PDF Reader vs Java Snippet

symonsjo · June 30, 2018, 4:11pm

A few things I found when using PDF Reader vs using PDFBOX with a Java Snippet.

The option to use no title (as you can in Strings To Document) should be available in PDF Reader. It’s not clear what PDF Reader uses by default if you don’t select file as title but it seems to have a large impact on the document content (as seen in the attached comparison workflow).

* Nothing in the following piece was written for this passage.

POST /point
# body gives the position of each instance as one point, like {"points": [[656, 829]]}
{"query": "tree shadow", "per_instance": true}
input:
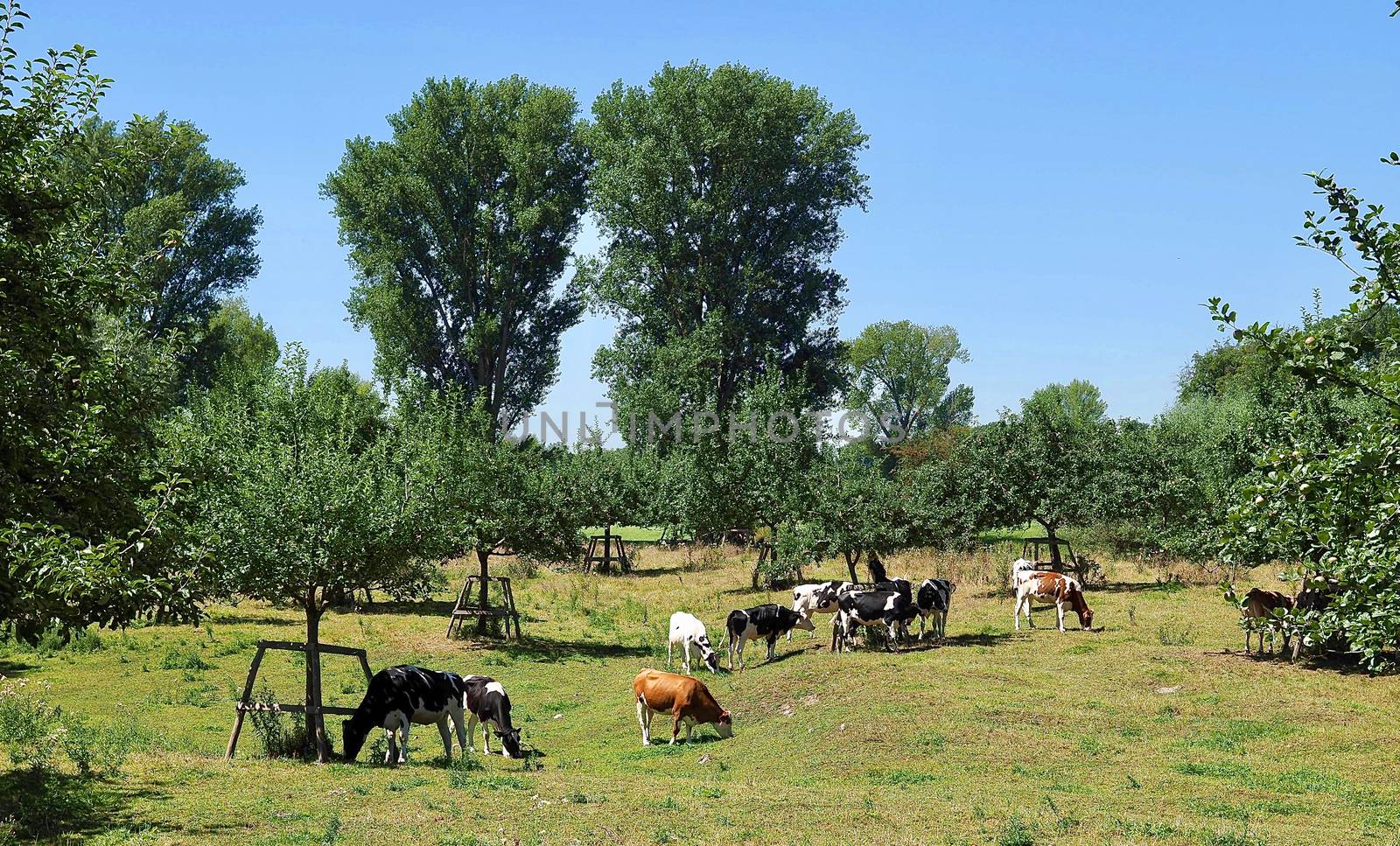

See this thread for a reason why stripping titles is tedious.
Punctuation erasure is inefficient when it comes to PDF content and there are some characters which may be worth adding to PDF erasure (see the replacement node in the attached comparison workflow).

Overall, despite being 3x slower than using PDF Reader, I would still prefer to use Java Snippet with PDFBOX directly rather than PDF Reader as it’s unclear what impact PDF Readers default creation of Documents has on NLP. It may be worth giving the option to output as strings rather than documents but certainly worth giving the same options for title when automatically doing strings to document.

PDF_WORD_COUNT_COMPARISON.knwf (67.0 KB)

marten_kose · December 7, 2018, 10:08am

Hi @symonsjo,

first of all sorry for the late response. I’ve addressed your concerns in an enhancement ticket for the PDF Reader node and will keep you posted on it’s progress.

Cheers,
Marten